Transaction Tracking
Every asset supports a transaction ledger for tracking capital events and income. Instead of only recording periodic valuations, you can now track:
Capital Transactions
- Buy / Sell — Track partial sales without closing the entire position
- Repayment — For loans, track principal repayments received
- Return of Capital — Distributions that reduce your cost basis
Income Transactions
- Interest — Interest earned on loans, bonds, or cash
- Dividend — Dividends from stocks
- Distribution — Fund distributions
- Rental — Rental income from real estate
- Capital Gain / Crypto Gain / Currency Gain — Realized gains
Cash Account Transactions
- Deposit / Withdrawal — Money in and out
- Fee — Bank fees and charges
- Balance Adjustment — Manual reconciliation
Cross-Asset Linking
When you create a transaction on one asset (e.g., buying stocks), you can link it to a cash account. This automatically creates a corresponding withdrawal or deposit, keeping your cash balance accurate.
Detail Cards
Each asset's detail page includes type-specific information cards on the right sidebar:
- Loan Calculator — Shows calculated loan value with accrued interest, principal, and interest breakdown
- Deposit Value — For cash accounts, shows balance with expected interest
- Investment Performance — For stocks, funds, and PE: total invested, realized/unrealized gains, return percentage
- Fund Performance — Commitment vs called capital, NAV, distributions, DPI/TVPI metrics
- Property Overview — Area, rental yield, occupancy, and LTV ratio
- Bond Details — Coupon, yield, duration, and credit rating
- Market Data — Live market price, company info, and fundamentals for public stocks and crypto
Linking Assets to Entities
Each asset can be connected to one or more entities (companies, funds, banks, etc.):
- Issuer - The company whose stock you own
- Borrower - Who owes you money on a loan
- Fund Manager - Who manages your fund investment
- Custodian - Where the asset is held
One entity is marked as Primary - this determines how assets are grouped in entity reports.
Valuations
For assets without automatic price feeds or transaction-based tracking, you can manually record valuations over time. This creates a history that shows how your investment's value has changed.
When to add valuations:
- Quarterly NAV updates for funds
- Annual appraisals for real estate
- After funding rounds for private companies
- When you receive audited financial statements
Note: Cash accounts do not use valuations — their balance is derived entirely from transactions.
Best Practices
Naming Conventions
Use descriptive, consistent names:
- "Nordic Growth Fund III - 2023 Vintage" (private equity)

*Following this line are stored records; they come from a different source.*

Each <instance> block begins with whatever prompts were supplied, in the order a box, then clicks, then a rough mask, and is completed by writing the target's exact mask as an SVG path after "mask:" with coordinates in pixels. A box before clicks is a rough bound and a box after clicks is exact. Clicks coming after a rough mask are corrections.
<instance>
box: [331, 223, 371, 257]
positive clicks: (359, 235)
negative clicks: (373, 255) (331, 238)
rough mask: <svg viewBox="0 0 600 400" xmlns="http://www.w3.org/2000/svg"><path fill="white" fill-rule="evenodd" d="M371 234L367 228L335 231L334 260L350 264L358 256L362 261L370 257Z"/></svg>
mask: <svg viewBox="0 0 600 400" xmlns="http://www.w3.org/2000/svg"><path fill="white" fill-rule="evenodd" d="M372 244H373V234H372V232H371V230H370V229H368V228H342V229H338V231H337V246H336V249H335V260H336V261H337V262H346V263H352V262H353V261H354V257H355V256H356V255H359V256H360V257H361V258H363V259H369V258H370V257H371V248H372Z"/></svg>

- "AAPL - Apple Inc. (100 shares)" (public stock)
- "Loan to ABC Corp - Series A" (loan)
- "DNB Savings Account" (cash)
Use Transactions
- Record buy/sell events as they happen for accurate return tracking
- Link transactions to cash accounts for automatic balance updates
- Use transactions instead of updating purchase value for additional investments
Document Everything
Attach relevant documents to each asset:
- Investment agreements and term sheets
- Quarterly/annual reports
- Correspondence and notices
- Tax documents
Regular Updates
- Update valuations at least quarterly for manually valued assets
- Record transactions promptly for accurate cash tracking
- Review and update status when positions change
Risk Classification
Assign appropriate risk categories to enable meaningful portfolio analysis. Override defaults only when the specific asset differs from typical investments of that type.